Department of Clinical Nutrition, Chikamori Hospital, Japan; Department of Anesthesiology and Intensive Care Medicine, Kochi Medical School, Japan.
Department of Anesthesiology and Intensive Care Medicine, Kochi Medical School, Japan.
Clin Nutr. 2020 Jan;39(1):174-179. doi: 10.1016/j.clnu.2019.01.010. Epub 2019 Jan 22.
BACKGROUND & AIMS: The effect of nutrition support therapy on prevention of readmission among patients with acute heart failure (HF) in an intensive care unit (ICU) setting remains unclear. We hypothesized that nutrition support therapy might decrease the readmission rate among these patients. Thus, we conducted a single-center prospective observational study to verify this hypothesis.
Patients diagnosed with acute HF admitted to the ICU for more than 14 days between April 2016 and March 2017 were included in the analysis. The primary outcome was the relationship between nutritional intake and HF-related hospital readmission due to HF at 180 days after discharge. We divided the participants into 2 groups: patients who were not readmitted to hospital within 180 days after discharge (non-readmission group) and patients who were readmitted within this timeframe (HF-related readmission group).
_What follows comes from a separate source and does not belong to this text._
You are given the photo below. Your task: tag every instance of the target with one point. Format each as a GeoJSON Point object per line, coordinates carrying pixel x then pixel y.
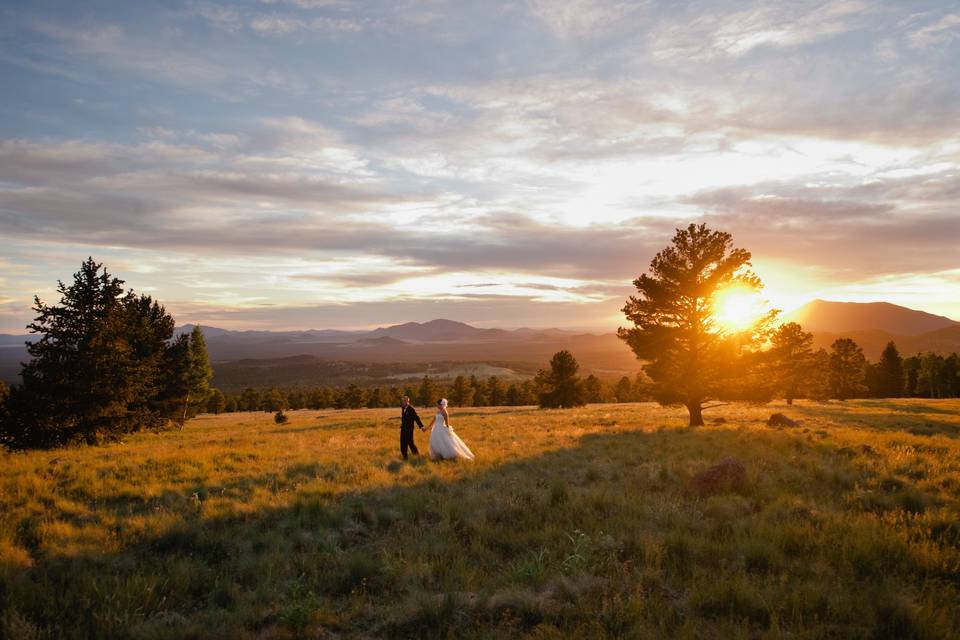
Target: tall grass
{"type": "Point", "coordinates": [570, 524]}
Data were expressed as median (interquartile range).
Sixty patients required readmission due to HF-related events (HF-related readmission group). On the other hand, 127 patients did not require readmission (non-readmission group). The calorie and protein intake on day 3 after ICU admission in the HF-related readmission group was significantly higher than that in the non-readmission group [20.5 (14.2, 27.8) vs. 27.7 (22.5, 31.2) kcal/kg/day, p < 0.001; 0.7 (0.5, 0.9) vs. 0.9 (0.7, 1.2) g/kg/day, p < 0.001, respectively]. Similarly, the protein intake values on day 7 were also significantly higher in the HF-related readmission group [0.8 (0.6, 1.0) vs. 0.9 (0.7, 1.2) g/kg/day, p = 0.04]. Multivariate analysis indicated that total caloric intake on day 3 was an independent factor affecting readmission (odds ratio = 1.05, 95% confidence interval = 1.01-1.09, p = 0.006). In addition, when the cut off value of calorie intake was set to 18 kcal/kg/day, the group ingesting ≥18 kcal/kg/day on day 3 had a significantly higher readmission rate within 180 days after discharge.
Our data showed that total calorie intake ≥18 kcal/kg/day on day 3 might increase the readmission rate among patients with acute HF.
营养支持疗法对 ICU 中急性心力衰竭(HF)患者再入院的预防效果尚不清楚。我们假设营养支持疗法可能会降低这些患者的再入院率。因此,我们进行了一项单中心前瞻性观察研究来验证这一假设。
纳入 2016 年 4 月至 2017 年 3 月期间因急性 HF 入住 ICU 超过 14 天的患者进行分析。主要结局为出院后 180 天内营养摄入与 HF 相关的 HF 再入院之间的关系。我们将参与者分为两组:出院后 180 天内未再次住院的患者(非再入院组)和在此时间段内再次住院的患者(HF 相关再入院组)。数据表示为中位数(四分位距)。
60 例患者因 HF 相关事件需要再次入院(HF 相关再入院组)。另一方面,127 例患者无需再次入院(非再入院组)。HF 相关再入院组患者在 ICU 入院后第 3 天的热量和蛋白质摄入量明显高于非再入院组[20.5(14.2,27.8)比 27.7(22.5,31.2)kcal/kg/天,p<0.001;0.7(0.5,0.9)比 0.9(0.7,1.2)g/kg/天,p<0.001]。同样,HF 相关再入院组患者在第 7 天的蛋白质摄入量也明显较高[0.8(0.6,1.0)比 0.9(0.7,1.2)g/kg/天,p=0.04]。多变量分析表明,第 3 天的总热量摄入是影响再入院的独立因素(比值比=1.05,95%置信区间=1.01-1.09,p=0.006)。此外,当将热量摄入的截止值设定为 18 kcal/kg/天时,第 3 天摄入≥18 kcal/kg/天的组在出院后 180 天内的再入院率明显更高。
我们的数据表明,第 3 天的总热量摄入≥18 kcal/kg/天可能会增加急性 HF 患者的再入院率。